In my examples above, the STs do not contradict each other and, as you point out, they could be expressed in a single ST. In the tutorial example, however, the two STs do in fact contradict each other and could therefore not be merged. Any statement using dct:creator would fail to match at least one of these two STs.

This may be a sensible way to use DCTAP in applications that have special logic for handling such situations, but we should avoid raising the bar for applications that simply want to implement the most common model for an application profile, in which each property is associated with just one set of constraints.

It is worth mentioning that the commonly understood model is also the default for ShEx. In ShEx, if a shape contains a triple constraint with a given predicate, it is said to "mention" the given predicate. By default, a triple constraint "closes" the mentioned predicate, which means that for a given shape, every outgoing arc using the mentioned predicate must match a triple constraint in the shape. (This would not be the case in your example because any statement with dct:creator would fail to match at least one of the STs.) In ShEx, one can modify this behavior by tagging the shape with EXTRA dct:creator, which means that the shape could accept any number of dct:creator arcs using different triple constraints. But this is not the default - very sensibly, in my opinion.

To be clear, I do not want to forbid this interpretation of multiple statement constraints on a mentioned predicate within a shape. I can see how this would be a useful workaround in some situations, and I think it is fine to include examples in the Cookbook. I believe I have consistently argued that the semantics of DCTAP should be defined weakly enough to accommodate multiple interpretations.

Bottom line: I would be happy if this notion were simply removed from the Primer itself.

tombaker commented 2 years ago

@kcoyle In my reading, you were making more or less the same point as I make above with regard to applications:

I still assume that each row is validated separately, and that an incoming triple can be valid for one statement constraint but invalid for another. The question is what a validation program is expected to do with that situation, and of course that could vary based on the application.

I note that the issue is still open...

philbarker commented 2 years ago

Back to https://github.com/dcmi/dctap/issues/86#issuecomment-1305721279 :

I think you are proposing that we keep maxLength, maxValue, etc in the Primer, but I would prefer your idea of valueRange / lengthRange as value constraint types because it would not require the use of multiple statement templates just to express a range

The problem with valueRange / lengthRange is that it's doubly tricky to deal with whether the limits are inclusive or not. It also means that you have to choose a lower bound just to express a maximum permitted value. For a non-integer non-inclusive maximum of 18 of a value that can be 0, that means the lower bound is inclusive of 0. This leads to notations like [0;18) where the choice of braces indicates whether the bound is inclusive. If the lower range is unspecified you need a convention for how to indicate that, e.g. [;18]

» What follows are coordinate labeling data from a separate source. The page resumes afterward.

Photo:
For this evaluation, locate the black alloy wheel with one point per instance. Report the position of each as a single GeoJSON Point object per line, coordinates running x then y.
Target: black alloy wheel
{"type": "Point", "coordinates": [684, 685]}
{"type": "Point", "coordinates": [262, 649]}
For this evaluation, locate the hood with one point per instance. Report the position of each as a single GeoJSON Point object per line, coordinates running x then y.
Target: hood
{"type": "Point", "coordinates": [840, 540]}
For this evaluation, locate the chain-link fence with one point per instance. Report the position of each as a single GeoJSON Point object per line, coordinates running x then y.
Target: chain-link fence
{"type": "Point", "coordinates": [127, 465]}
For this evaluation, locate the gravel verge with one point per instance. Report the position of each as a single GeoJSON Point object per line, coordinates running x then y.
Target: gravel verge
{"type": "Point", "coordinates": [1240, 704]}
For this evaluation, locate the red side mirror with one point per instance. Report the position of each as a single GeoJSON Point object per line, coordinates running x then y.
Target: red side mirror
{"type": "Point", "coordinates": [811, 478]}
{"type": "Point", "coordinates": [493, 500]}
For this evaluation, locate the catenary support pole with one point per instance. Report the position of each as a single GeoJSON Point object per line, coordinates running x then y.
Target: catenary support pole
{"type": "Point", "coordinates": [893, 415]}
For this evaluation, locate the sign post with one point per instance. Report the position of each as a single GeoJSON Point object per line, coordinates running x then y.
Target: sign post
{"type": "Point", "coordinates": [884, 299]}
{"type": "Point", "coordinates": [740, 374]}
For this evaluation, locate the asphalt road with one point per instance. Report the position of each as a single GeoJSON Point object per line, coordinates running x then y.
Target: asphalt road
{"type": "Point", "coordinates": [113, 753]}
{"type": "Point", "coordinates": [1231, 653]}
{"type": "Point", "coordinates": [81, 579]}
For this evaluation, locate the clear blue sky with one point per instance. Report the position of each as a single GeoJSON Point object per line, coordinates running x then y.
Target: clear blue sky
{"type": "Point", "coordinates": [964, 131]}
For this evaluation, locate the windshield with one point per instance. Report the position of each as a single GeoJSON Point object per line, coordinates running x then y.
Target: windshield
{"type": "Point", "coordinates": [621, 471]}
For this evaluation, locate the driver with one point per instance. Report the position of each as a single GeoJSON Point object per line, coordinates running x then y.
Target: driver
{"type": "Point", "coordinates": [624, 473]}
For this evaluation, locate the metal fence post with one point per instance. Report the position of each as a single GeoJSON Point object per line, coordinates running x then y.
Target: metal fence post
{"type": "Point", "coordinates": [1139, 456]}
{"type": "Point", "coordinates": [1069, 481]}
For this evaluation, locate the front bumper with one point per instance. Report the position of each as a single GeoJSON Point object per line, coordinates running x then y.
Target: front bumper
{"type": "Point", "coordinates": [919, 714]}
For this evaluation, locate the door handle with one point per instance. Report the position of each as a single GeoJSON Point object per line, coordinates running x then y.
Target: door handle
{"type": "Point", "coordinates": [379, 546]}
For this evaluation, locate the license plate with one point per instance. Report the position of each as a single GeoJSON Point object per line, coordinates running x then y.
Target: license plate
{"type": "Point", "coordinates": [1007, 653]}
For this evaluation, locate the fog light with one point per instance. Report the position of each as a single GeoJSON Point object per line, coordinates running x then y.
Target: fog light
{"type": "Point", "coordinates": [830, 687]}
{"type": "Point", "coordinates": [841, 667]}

kcoyle commented 2 years ago

I note that the issue is still open...

I'm trying to figure out why I marked that it should be closed but didn't close it. I think it was just a clicking error. I will close.

I'm not sure that I understand your objections, Tom. We've had this situation in our documentation for a while, and I believe that my point in #51 is the opposite of what you are proposing. I see multiple statement templates as a solution to some common use cases, like "IRI or literal". We worked out how multiple property/statement templates within a shape would be evaluated, and I actually think it's quite elegant. Phil has given us a number of examples. The Google Doc lays out pretty clearly how it would work.

That said, examples like this are only in the Cookbook. The primer has that one sentence. We probably need a link from the Primer to the Cookbook in the valueConstraintType area but the Cookbook isn't ready for that yet - it is incomplete and would need better formatting. Can we assume that such a link would be made from that Primer section to the Cookbook, using a note something like "See section x of the Cookbook for when both a minimum and a maximum are needed."?